Looking at guesstimations on who the overrated Fantasy players are for 2016 are always interesting before your drafts. But when you look at it after your drafts, you’re pretty much just hoping not to see any name that you just drafted!
Every Fantasy Baseball draft prep season, we find ourselves going through cheat sheets, Fantasy rankings, MLB depth charts, and Average Draft Positions.
And many times, our wide-angle lens doesn’t focus on the details of what’s happening in these drafts.
Fantasy owners will get caught up in the ADP late in the draft, and forget to adjust their selections according to how their team has developed through the course of the draft.
We’re here to help you think about which players you should probably just avoid at their current ADP – in other words, overrated Fantasy players!
5 Overrated Fantasy Players in 2016!
While these players aren’t necessarily bad players, I’m just not as big a fan of them as others might be. In other words, I probably won’t be owning any guys in this this handful of overrated Fantasy players. We’re using the ADP numbers from FantasyPros.com.
Yoenis Cespedes, OF, N.Y. Mets (ADP 4.04)
The Mets slugger smacked 35 home runs and knocked in 105 RBI in a breakout season – his fourth in the majors since arriving from Cuba. Most notably, the free-agent-to-be hit 17 home runs in his 57 games after coming to Citi Field in a trade from Detroit, where he hit just 18 HR in 102 games before the trade. My theory is that Mets fans and the largest metropolitan area in the world is helping Cespedes’ ADP rise just a bit. Aim for a season closer to his pre-contract year: 22 HR, 100 RBI and a .260 BA.
— farha (@FarhaLaskar) February 29, 2016
Miguel Sano, DH, Minnesota Twins (ADP 5.08)
That’s right, I’m telling you to “Just Sa-no,” to Miguel. (That’s why I get paid the big bucks!)
Twins manager Paul Molitor doesn’t expect to use Sano at third base this season, with Trevor Plouffe manning the hot corner. But the sophomore is expected to gain outfield eligibility, as the Twins attempt to teach him how to play right field. He smacked 18 home runs last year, while also posting 52 RBI in 279 at-bats, with a perfectly acceptable .269 batting average. The problem is – his second season is already set up with potholes, as he has to learn a new defensive position and work his way into this lineup. I’m not spending a fifth-round pick on a player that needs a few things to happen just right.
Prince Fielder, DH, Texas Rangers (ADP 6.01)
The big fella returned from neck surgery to play in 158 games last season. That’s the good news! Unfortunately, he hit just 23 homers (14 in the five non-May months), and the Rangers are still looking for the slugger they traded Ian Kinsler for. He played just 18 games at first base last season, making him DH-only in most formats for 2016, so you’ll need him to get some time in at first before you can use him there. For the 61st player overall, I want more.

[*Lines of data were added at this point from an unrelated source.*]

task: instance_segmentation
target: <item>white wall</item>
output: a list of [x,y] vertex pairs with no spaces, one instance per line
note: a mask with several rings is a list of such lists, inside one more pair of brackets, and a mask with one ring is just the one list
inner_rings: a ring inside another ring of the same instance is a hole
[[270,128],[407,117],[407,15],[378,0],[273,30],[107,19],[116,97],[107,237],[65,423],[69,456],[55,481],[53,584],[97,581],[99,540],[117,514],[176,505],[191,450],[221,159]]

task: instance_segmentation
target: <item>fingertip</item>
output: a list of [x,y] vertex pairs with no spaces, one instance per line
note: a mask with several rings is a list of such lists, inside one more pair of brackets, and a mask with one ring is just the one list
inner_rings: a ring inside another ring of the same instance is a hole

One important thing I want to point out here is that Yahoo!’s ADP has him at 40th overall (4.04), which is really pulling up his overall ADP. For the other three sites (ESPN, NFBC and RTS), his ADP is a more palatable 6.10 (but still too high for me).
Prince Fielder has been sent back to Texas for a sleep study. He has been having trouble sleeping at night in Spring Training… back Friday
— TR Sullivan (@Sullivan_Ranger) March 9, 2016
Corey Seager, SS, L.A. Dodgers (ADP 6.06)
Last year was one of the greatest seasons of all-time for young shortstops, and now Seager joins The Show in hopes of following up on what Carlos Correa, Francisco Lindor, Addison Russell, Brandon Crawford and Jung-Ho Kang did last season. Unfortunately, that was an extraordinary year, and even though Seager was great in 98 at-bats, he’s still too risky to pick in Round 6. I’d much rather have Lindor in his place.
Marcus Stroman, SP, Toronto Blue Jays (ADP 8.09)
The love affair with Stroman picked right back up where it left off, with an intermission between when Stroman tore his ACL in Spring Training last year and finally returned in September. The 24-year-old won all four of his September starts, though, making us all believers again in the right-hander. He’s a groundball pitcher that’s probably not going to rank in the top 25 pitchers in strikeouts anytime soon.
Stroman had an excellent rookie season in 2014, and while I love third-year starting pitchers, he’s really just entering his first full season in the majors. Let’s not forget that he hasn’t thrown more than 175 innings yet, so he could be limited some as the season wears on.
Whether you agree or disagree with my overvalued Fantasy players in 2016 or not, you likely learned a few things that will at least make you pause before clicking the draft button. Nobody wants to be an April fool once the MLB season starts up!